Thot, con cabeza de ibis, y Sekat, la soberana de la Casa de la vida, con el cuerpo revestido por una piel de pantera, cogieron las manos del sumo sacerdote y lo condujeron por el pasillo que comunicaba la cámara de los tejidos, la sala del tesoro, la estancia de purificación y la sala de las ofrendas, dejándolo enfrente del Sanctasanctórum, igualmente cerrado con dos candados.

—La altura del templo obedece a las leyes del conocimiento —declaró Thot—, su longitud a las leyes matemáticas y sus proporciones respetan la armonía del universo. Conviértete en piedra angular del edificio y penetra en el misterio.

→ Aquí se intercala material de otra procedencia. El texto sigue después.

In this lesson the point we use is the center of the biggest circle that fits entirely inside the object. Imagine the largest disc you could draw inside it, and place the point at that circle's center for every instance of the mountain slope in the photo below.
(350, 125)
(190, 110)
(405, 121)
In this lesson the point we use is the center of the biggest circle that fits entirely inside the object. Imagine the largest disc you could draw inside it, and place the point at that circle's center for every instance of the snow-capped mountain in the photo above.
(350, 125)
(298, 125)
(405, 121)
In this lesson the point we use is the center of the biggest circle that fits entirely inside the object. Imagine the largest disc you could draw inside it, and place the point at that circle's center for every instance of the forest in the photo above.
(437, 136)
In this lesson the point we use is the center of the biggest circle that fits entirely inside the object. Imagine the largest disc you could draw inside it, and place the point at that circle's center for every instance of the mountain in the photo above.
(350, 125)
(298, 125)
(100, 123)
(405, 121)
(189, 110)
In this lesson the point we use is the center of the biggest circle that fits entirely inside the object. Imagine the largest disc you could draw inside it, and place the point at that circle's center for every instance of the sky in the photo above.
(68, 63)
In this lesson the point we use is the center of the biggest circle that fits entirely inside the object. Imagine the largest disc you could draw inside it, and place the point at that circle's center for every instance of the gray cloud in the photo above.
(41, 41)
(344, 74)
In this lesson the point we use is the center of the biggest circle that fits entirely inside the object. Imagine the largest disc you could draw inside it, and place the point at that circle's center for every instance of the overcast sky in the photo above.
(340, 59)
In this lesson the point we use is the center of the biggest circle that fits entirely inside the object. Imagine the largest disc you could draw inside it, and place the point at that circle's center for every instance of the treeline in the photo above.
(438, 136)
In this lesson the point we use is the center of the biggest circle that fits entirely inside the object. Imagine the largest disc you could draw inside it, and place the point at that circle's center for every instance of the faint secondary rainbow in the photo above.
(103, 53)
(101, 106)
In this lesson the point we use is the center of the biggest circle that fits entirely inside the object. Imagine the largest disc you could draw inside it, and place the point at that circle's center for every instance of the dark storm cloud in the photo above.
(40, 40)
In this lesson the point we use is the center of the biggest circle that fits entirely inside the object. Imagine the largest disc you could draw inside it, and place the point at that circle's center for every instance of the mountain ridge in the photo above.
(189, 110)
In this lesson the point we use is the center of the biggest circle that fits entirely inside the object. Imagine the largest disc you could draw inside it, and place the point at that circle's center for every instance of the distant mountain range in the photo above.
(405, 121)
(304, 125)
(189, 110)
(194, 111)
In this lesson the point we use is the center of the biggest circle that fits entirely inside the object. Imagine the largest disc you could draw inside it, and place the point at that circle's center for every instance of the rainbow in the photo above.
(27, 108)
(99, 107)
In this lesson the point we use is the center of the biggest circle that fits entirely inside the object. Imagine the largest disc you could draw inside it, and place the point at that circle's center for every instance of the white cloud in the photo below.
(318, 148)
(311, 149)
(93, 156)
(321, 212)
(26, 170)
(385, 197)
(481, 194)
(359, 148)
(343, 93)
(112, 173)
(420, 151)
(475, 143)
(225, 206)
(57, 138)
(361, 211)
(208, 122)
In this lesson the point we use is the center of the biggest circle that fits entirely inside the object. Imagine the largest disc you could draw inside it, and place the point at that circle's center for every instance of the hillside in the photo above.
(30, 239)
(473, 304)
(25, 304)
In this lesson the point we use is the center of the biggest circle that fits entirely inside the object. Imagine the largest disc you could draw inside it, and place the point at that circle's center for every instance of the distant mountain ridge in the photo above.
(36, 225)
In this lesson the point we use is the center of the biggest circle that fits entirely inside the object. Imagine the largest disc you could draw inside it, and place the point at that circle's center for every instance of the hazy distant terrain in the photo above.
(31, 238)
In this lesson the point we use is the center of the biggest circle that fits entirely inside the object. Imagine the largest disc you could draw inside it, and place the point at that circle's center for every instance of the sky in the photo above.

Las divinidades desaparecieron y el silencio envolvió el santuario. Sabni quitó los candados, los dejó en el suelo y empujó la última puerta.

Una luz le cegó; el granito brillaba con luces plateadas mezcladas con el oro de la naos. Encima del monolito, las cobras erguidas escupían un fuego protector; en su base, Faraón levantaba el cielo.

El deslumbramiento pasó y pudo verla. Vestida con una túnica blanca ceñida, el cuello adornado con un largo collar de oro y los cabellos con una diadema de lapislázuli, Isis se apoyaba en el ángulo de la naos; con un dedo empujó el caulículo de oro que cerraba el relicario en el que velaba una estatua de la diosa con los ojos perpetuamente abiertos.

—Yo soy Isis, la madre de Dios, la reina de los cielos, soberana de la tierra sagrada. Yo he traído la vida a la existencia a través de aquello que mi corazón ha concebido. Yo he dado origen a las divinidades, enseñado el camino de las estrellas, regulado el curso del sol y de la luna, enseñado a los humanos la iniciación en los misterios, fundado los templos, arrojado los demonios, abolido las leyes de los tiranos, puesto en orden aquello que ninguna locura modificará. Por mi amor, la tierra florece, el viento sopla con suavidad, el calor es agradable, el Nilo abundante. Yo ofrezco el oro del cielo y la fortuna a quien me venera. Sé depositario de esta riqueza, Sabni, sumo sacerdote de la comunidad de File.

Puso su mano sobre la de Sabni y lo condujo fuera del santuario. El joven temblaba. Su existencia ya no le pertenecía, pero viviría al lado de aquella mujer casi irreal que le había otorgado su confianza.

La comunidad estaba reunida delante del segundo pilono; cuando apareció la pareja, los adeptos reconocieron por aclamación la legitimidad de su poder. Sabni desenrolló el papiro de la Regla aplicada a todos, pobres y ricos, nobles y campesinos.

—Vosotros que cumplís los ritos y guardáis este templo —leyó Sabni—, no permitáis que ningún profano penetre en él. Que nadie acceda si no es con honor. Que las ofrendas sean llevadas a los dioses de manera que esta tierra conozca la paz y un destino afortunado más allá de los tiempos. ¡Vosotros que seguís el camino de la luz y veláis sobre esta morada del Principio, alcanzad la plenitud, sed felices! La vida se encuentra en las manos de Dios, la felicidad en su puño. Yo me comprometo a expulsar la barbarie y la violencia, ya que la armonía de la comunidad es nuestro cielo. El amor fraternal es el único monumento perdurable. Avancemos sin temor hacia la adversidad y, si nos resulta difícil, aumentemos las ofrendas de cada día.

El decano se volvió hacia Sabni y le dio un abrazo.

—Tú, que eres nuestro jefe, busca en cada ocasión obrar con justicia para que tu conducta sea irreprochable. Grande y poderosa es la Regla, inalterada desde los tiempos de Osiris; cuando el final llegue, la Regla perdurará.